La giornata era cominciata con la protesta delle famiglie degli ostaggi. Si sono presentate alla Knesset, il Parlamento israeliano a Gerusalemme, per denunciare il rischio flop, considerato che il premier aveva deciso di inviare a Doha solo il capo del Mossad, Daviv Barnea, senza quello dello Shin Bet, Ronan Bar, e l’inviato per l’esercito, Nitzan Alon. «Significherebbe lasciare le ragazze e gli altri a Gaza», hanno denunciato i parenti degli prigionieri. Ma nel pomeriggio il capo del governo ha riunito i suoi fedelissimi e comunicato che Israele avrebbe inviato in Qatar tutti e tre i negoziatori richiesti, aggiungendo Ofir Fleck, consigliere politico di Netanyahu.
Sul premier è in atto un assedio diplomatico. Il primo ministro deve allontanare il sospetto di voler far fallire i negoziati. Un’accusa che in questi mesi gli è stata rivolta ripetutamente da media ed esponenti politici, senza che l’interessato facesse molto per sgombrare i dubbi.
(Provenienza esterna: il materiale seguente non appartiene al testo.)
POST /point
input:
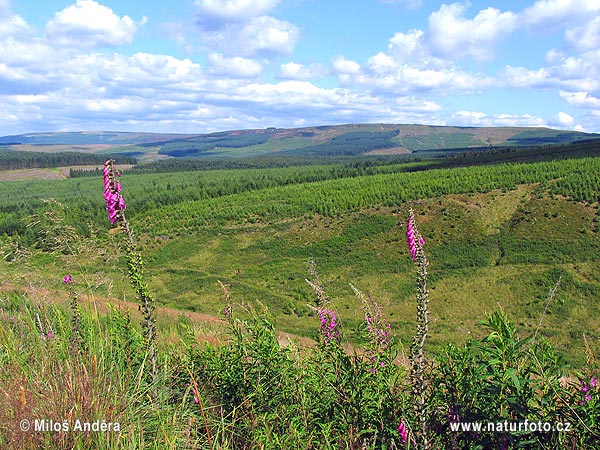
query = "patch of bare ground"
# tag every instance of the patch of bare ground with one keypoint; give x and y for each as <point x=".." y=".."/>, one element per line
<point x="31" y="174"/>
<point x="389" y="151"/>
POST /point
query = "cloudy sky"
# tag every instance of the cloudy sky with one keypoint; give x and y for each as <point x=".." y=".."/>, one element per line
<point x="194" y="66"/>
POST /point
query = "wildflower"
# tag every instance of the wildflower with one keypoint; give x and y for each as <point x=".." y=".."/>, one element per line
<point x="329" y="324"/>
<point x="413" y="239"/>
<point x="49" y="335"/>
<point x="403" y="432"/>
<point x="115" y="203"/>
<point x="453" y="415"/>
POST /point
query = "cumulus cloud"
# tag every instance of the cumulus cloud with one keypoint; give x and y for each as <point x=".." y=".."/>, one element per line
<point x="259" y="36"/>
<point x="90" y="24"/>
<point x="580" y="99"/>
<point x="410" y="4"/>
<point x="585" y="36"/>
<point x="295" y="71"/>
<point x="545" y="15"/>
<point x="236" y="67"/>
<point x="475" y="118"/>
<point x="12" y="24"/>
<point x="451" y="34"/>
<point x="233" y="10"/>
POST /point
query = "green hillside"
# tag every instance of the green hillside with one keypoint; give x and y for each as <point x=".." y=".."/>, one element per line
<point x="337" y="140"/>
<point x="497" y="234"/>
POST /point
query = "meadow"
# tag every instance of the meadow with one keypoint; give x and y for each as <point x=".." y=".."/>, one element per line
<point x="247" y="354"/>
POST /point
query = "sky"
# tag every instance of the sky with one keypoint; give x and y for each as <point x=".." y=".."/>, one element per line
<point x="199" y="66"/>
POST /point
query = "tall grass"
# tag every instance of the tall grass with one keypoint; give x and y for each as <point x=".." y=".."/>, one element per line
<point x="64" y="363"/>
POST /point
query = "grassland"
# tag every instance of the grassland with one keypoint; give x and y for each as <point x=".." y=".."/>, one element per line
<point x="502" y="229"/>
<point x="498" y="234"/>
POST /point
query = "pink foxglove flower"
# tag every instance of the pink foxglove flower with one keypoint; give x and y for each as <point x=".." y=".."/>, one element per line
<point x="329" y="324"/>
<point x="403" y="432"/>
<point x="413" y="239"/>
<point x="115" y="204"/>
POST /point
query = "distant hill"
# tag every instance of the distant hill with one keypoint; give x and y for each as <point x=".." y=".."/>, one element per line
<point x="338" y="140"/>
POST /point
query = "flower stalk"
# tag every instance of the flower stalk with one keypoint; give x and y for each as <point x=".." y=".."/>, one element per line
<point x="115" y="206"/>
<point x="416" y="243"/>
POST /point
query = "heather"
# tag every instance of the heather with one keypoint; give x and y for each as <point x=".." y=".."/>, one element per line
<point x="175" y="382"/>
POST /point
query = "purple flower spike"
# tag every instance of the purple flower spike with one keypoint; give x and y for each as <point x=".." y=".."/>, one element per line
<point x="403" y="432"/>
<point x="413" y="239"/>
<point x="115" y="204"/>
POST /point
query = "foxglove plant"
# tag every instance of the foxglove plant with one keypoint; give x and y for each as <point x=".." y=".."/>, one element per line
<point x="379" y="331"/>
<point x="327" y="316"/>
<point x="416" y="243"/>
<point x="76" y="319"/>
<point x="115" y="206"/>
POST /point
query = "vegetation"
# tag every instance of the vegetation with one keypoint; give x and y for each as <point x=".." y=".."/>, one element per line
<point x="11" y="160"/>
<point x="513" y="243"/>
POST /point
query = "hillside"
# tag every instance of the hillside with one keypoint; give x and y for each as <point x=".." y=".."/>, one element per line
<point x="339" y="140"/>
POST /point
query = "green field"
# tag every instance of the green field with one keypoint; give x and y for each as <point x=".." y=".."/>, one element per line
<point x="497" y="235"/>
<point x="247" y="354"/>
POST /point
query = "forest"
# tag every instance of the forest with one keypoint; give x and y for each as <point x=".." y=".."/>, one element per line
<point x="203" y="332"/>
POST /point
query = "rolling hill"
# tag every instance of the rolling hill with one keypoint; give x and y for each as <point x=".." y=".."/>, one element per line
<point x="338" y="140"/>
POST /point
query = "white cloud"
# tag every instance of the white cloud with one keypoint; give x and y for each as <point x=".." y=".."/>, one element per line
<point x="580" y="99"/>
<point x="480" y="119"/>
<point x="450" y="34"/>
<point x="346" y="66"/>
<point x="545" y="15"/>
<point x="295" y="71"/>
<point x="410" y="4"/>
<point x="585" y="36"/>
<point x="565" y="120"/>
<point x="263" y="35"/>
<point x="90" y="24"/>
<point x="236" y="67"/>
<point x="521" y="77"/>
<point x="234" y="10"/>
<point x="12" y="24"/>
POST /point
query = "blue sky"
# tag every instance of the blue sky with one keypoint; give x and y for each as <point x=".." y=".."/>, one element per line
<point x="195" y="66"/>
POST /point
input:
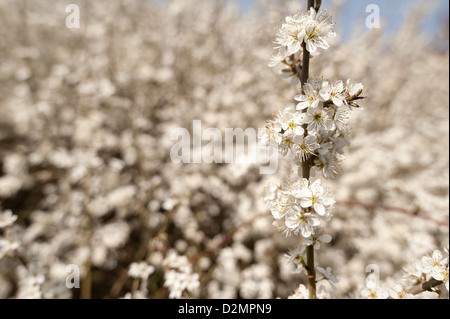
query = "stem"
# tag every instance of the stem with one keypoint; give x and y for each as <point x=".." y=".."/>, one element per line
<point x="306" y="169"/>
<point x="311" y="271"/>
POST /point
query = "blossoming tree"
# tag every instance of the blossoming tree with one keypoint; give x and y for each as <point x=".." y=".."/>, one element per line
<point x="314" y="134"/>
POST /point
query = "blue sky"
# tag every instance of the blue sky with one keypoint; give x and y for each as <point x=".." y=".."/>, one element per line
<point x="392" y="12"/>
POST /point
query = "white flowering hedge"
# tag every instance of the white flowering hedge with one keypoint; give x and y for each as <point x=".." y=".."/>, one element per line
<point x="86" y="177"/>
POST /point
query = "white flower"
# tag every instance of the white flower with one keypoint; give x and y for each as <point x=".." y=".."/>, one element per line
<point x="341" y="117"/>
<point x="302" y="223"/>
<point x="373" y="291"/>
<point x="328" y="274"/>
<point x="311" y="98"/>
<point x="300" y="293"/>
<point x="398" y="292"/>
<point x="317" y="29"/>
<point x="433" y="262"/>
<point x="7" y="218"/>
<point x="304" y="147"/>
<point x="141" y="270"/>
<point x="319" y="118"/>
<point x="312" y="28"/>
<point x="299" y="209"/>
<point x="333" y="92"/>
<point x="289" y="38"/>
<point x="315" y="197"/>
<point x="319" y="238"/>
<point x="354" y="89"/>
<point x="294" y="256"/>
<point x="293" y="124"/>
<point x="329" y="165"/>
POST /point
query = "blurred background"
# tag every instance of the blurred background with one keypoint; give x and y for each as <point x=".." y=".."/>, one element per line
<point x="86" y="117"/>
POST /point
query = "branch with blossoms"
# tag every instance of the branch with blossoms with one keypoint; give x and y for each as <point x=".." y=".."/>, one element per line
<point x="314" y="134"/>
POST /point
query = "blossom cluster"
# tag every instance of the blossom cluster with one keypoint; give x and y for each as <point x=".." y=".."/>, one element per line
<point x="322" y="112"/>
<point x="429" y="267"/>
<point x="179" y="277"/>
<point x="313" y="28"/>
<point x="300" y="208"/>
<point x="84" y="139"/>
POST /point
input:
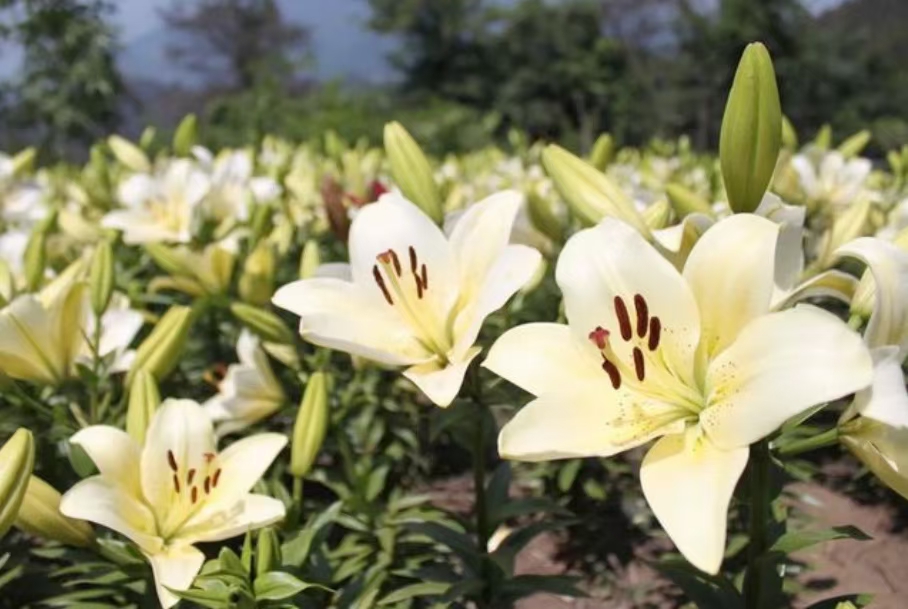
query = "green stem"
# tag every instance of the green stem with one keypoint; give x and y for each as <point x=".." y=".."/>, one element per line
<point x="826" y="438"/>
<point x="758" y="479"/>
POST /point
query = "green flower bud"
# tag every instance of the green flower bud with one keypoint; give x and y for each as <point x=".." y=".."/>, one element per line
<point x="101" y="277"/>
<point x="310" y="259"/>
<point x="161" y="350"/>
<point x="144" y="400"/>
<point x="184" y="137"/>
<point x="311" y="425"/>
<point x="542" y="215"/>
<point x="17" y="459"/>
<point x="603" y="152"/>
<point x="267" y="552"/>
<point x="685" y="201"/>
<point x="751" y="130"/>
<point x="263" y="322"/>
<point x="412" y="172"/>
<point x="256" y="283"/>
<point x="587" y="191"/>
<point x="39" y="515"/>
<point x="855" y="144"/>
<point x="128" y="154"/>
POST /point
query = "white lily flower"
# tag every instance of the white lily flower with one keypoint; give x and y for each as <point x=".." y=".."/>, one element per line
<point x="696" y="359"/>
<point x="249" y="392"/>
<point x="416" y="298"/>
<point x="160" y="207"/>
<point x="175" y="491"/>
<point x="835" y="181"/>
<point x="875" y="426"/>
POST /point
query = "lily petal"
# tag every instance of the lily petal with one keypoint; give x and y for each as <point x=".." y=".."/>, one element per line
<point x="107" y="503"/>
<point x="114" y="453"/>
<point x="780" y="365"/>
<point x="544" y="358"/>
<point x="731" y="272"/>
<point x="599" y="265"/>
<point x="174" y="568"/>
<point x="689" y="482"/>
<point x="573" y="424"/>
<point x="337" y="314"/>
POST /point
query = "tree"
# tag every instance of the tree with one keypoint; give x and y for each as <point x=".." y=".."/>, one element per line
<point x="70" y="90"/>
<point x="235" y="44"/>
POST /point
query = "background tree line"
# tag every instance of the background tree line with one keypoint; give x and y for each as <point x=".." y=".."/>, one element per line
<point x="469" y="70"/>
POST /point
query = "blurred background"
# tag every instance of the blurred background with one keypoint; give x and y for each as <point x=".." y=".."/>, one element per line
<point x="458" y="73"/>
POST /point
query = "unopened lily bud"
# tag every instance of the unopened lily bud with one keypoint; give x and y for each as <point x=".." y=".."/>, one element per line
<point x="685" y="201"/>
<point x="587" y="191"/>
<point x="658" y="215"/>
<point x="128" y="154"/>
<point x="267" y="552"/>
<point x="263" y="322"/>
<point x="542" y="215"/>
<point x="311" y="425"/>
<point x="751" y="130"/>
<point x="310" y="259"/>
<point x="166" y="258"/>
<point x="603" y="152"/>
<point x="855" y="144"/>
<point x="39" y="515"/>
<point x="789" y="135"/>
<point x="17" y="459"/>
<point x="101" y="277"/>
<point x="144" y="399"/>
<point x="35" y="260"/>
<point x="161" y="350"/>
<point x="257" y="281"/>
<point x="184" y="137"/>
<point x="412" y="172"/>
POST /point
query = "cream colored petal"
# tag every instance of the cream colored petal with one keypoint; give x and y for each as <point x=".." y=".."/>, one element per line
<point x="114" y="453"/>
<point x="441" y="384"/>
<point x="337" y="314"/>
<point x="888" y="324"/>
<point x="242" y="464"/>
<point x="513" y="269"/>
<point x="780" y="365"/>
<point x="250" y="513"/>
<point x="393" y="223"/>
<point x="580" y="422"/>
<point x="105" y="502"/>
<point x="611" y="261"/>
<point x="689" y="482"/>
<point x="174" y="568"/>
<point x="886" y="400"/>
<point x="544" y="358"/>
<point x="731" y="272"/>
<point x="178" y="440"/>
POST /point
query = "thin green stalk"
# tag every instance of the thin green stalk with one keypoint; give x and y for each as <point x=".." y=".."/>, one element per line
<point x="758" y="480"/>
<point x="821" y="440"/>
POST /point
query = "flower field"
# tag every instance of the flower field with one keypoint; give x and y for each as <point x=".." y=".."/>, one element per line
<point x="245" y="377"/>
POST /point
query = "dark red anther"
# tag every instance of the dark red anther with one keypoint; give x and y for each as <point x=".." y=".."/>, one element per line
<point x="613" y="374"/>
<point x="599" y="337"/>
<point x="380" y="281"/>
<point x="642" y="315"/>
<point x="638" y="364"/>
<point x="655" y="333"/>
<point x="624" y="320"/>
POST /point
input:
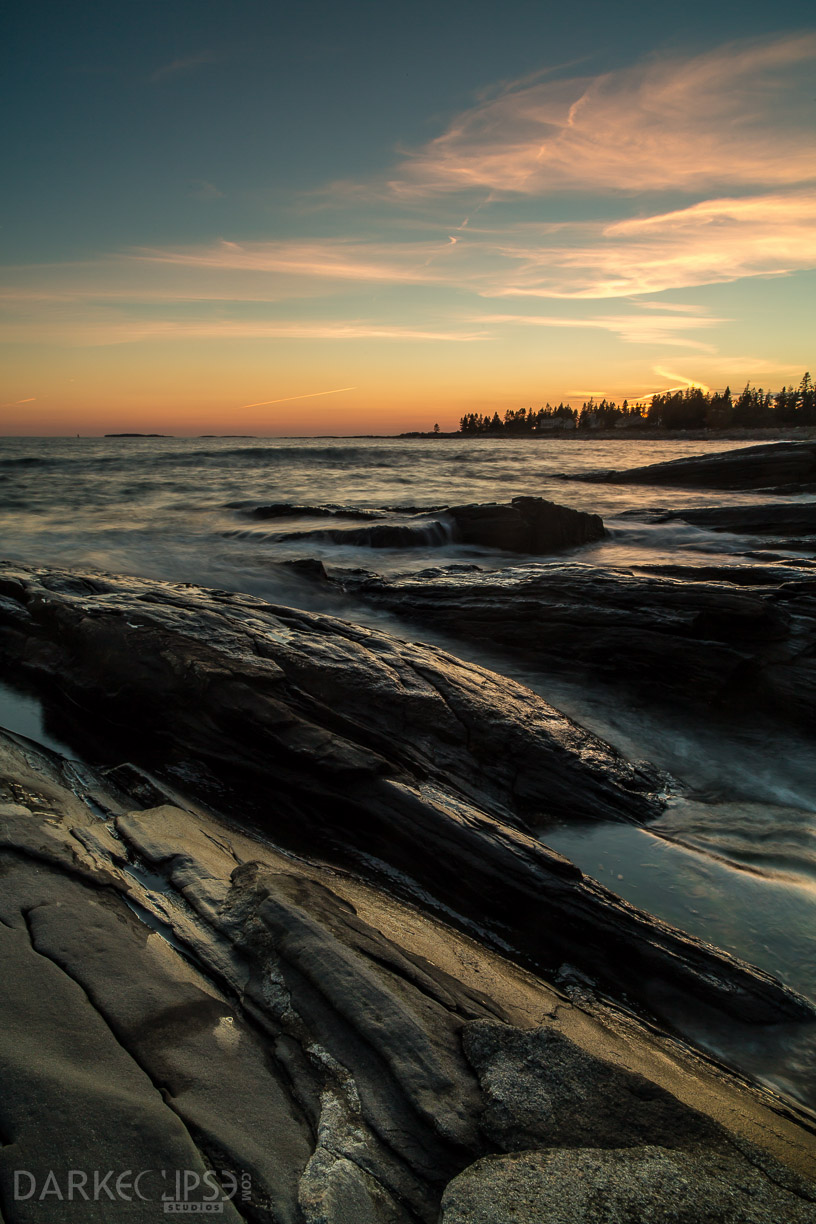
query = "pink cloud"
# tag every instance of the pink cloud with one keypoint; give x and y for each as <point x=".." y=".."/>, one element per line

Ieri con un gesto senza precedenti, gli ambasciatori di Stati Uniti, Gran Bretagna e Germania hanno convocato una conferenza stampa. «In nome dell’umanità è tempo che i rapiti tornino a casa – ha dichiarato l’ambasciatore Usa, Jack Lowe – il mio governo ritiene che sia importante continuare a lavorare con i mediatori per raggiungere un cessate il fuoco». A questo punto «tutti gli occhi e le speranze di milioni di persone – per usare le espressioni dell’ambasciatore tedesco Stefan Seibert – sono puntati sull’appuntamento di domani (oggi, ndr). Concludere un accordo, rilasciare i rapiti e porre fine alla guerra. Non c’è niente di più urgente di questo».
Quando tutto sembrava volgere al meglio, il ministro di ultra-destra Smotrich, nemico giurato del negoziato, ha presentato i nuovi piani per l’occupazione della Cisgiordania.